Practitioner training: As endosonography techniques have become standard of care, appropriate training of clinical practitioners has been established to guarantee competency and successful patient outcomes [E].

Impact on the health and wellbeing of people

The widespread implementation of endosonography techniques has led to significant improvements in patient quality-of-life during lung cancer staging [F]. Rintoul’s research has led directly to a decrease in surgical mediastinoscopies, with Bailey et al., noting: ‘ Importantly, in NSCLC, when EBUS-TBNA was performed as primary diagnostic and staging investigation, less patients underwent subsequent invasive procedures’ [F]. Therefore, patients now experience staging under sedation as day-cases, rather than under general anaesthetics as inpatients for one to two days. In addition, it has been shown that the median time to treatment decision is shorter with EBUS-TBNA endosonography (14 days; 95% CI 14-15) than with prior diagnostic investigations including mediastinoscopy (29 days; 23-35) resulting in a hazard ratio of 1.98 (1.39-2.82, p<0.0001) [F]. Data from the UK Society of Cardiothoracic Surgeons shows that prior to the introduction of combined EBUS/EUS endosonography in 2007/8, 3,100 surgical mediastinoscopies were performed each year in the UK; as of 2018/19 this figure has fallen by 70% to 918, avoiding 2,170 operations each year [F]. A recent prospective study from France showed that using EBUS endosonography for lung cancer staging in the pre-operative setting avoided the need for surgical mediastinoscopy in 80% of 163 cases [G].

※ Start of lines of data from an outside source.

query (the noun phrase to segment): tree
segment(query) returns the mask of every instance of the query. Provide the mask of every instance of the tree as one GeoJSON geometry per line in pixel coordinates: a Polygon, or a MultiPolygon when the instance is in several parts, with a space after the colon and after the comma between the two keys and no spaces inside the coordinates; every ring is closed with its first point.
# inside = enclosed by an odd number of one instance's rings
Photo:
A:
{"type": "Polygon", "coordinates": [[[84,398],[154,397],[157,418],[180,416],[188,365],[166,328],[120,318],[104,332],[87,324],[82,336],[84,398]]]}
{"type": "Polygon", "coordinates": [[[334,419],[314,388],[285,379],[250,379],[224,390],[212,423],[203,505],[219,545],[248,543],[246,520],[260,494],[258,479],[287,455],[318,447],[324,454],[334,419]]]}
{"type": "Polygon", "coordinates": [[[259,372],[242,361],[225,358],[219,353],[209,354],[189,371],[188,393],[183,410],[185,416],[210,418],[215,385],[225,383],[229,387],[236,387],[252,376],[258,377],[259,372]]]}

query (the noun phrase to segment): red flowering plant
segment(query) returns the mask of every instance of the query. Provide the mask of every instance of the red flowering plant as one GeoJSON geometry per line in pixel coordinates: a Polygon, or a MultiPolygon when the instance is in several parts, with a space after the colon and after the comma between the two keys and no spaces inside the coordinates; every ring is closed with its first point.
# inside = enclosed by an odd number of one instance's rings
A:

Impact on commerce and the economy

Work led by Rintoul has demonstrated the cost-effectiveness of endosonography techniques relative to mediastinoscopy across all countries engaged in the ASTER study [2, 4], and similar analyses have shown that endosonography saves approximately GBP900 per procedure over mediastinoscopy [G]. The reduction in annual surgical mediastinoscopies observed by the UK Society of Cardiothoracic Surgeons therefore translates into savings of approximately GBP1,900,000 per year for the NHS. Similar savings of EUR1,450 per patient have been demonstrated in the French healthcare system [G].

The main manufacturers of endosonography equipment in the UK are Olympus UK, Hitachi Pentax and Fujifilm. Implementation of EBUS endosonography has led to increased business and sales of endosonography equipment and consumables for manufacturers and distributors nationally and globally. [text removed for publication] [G].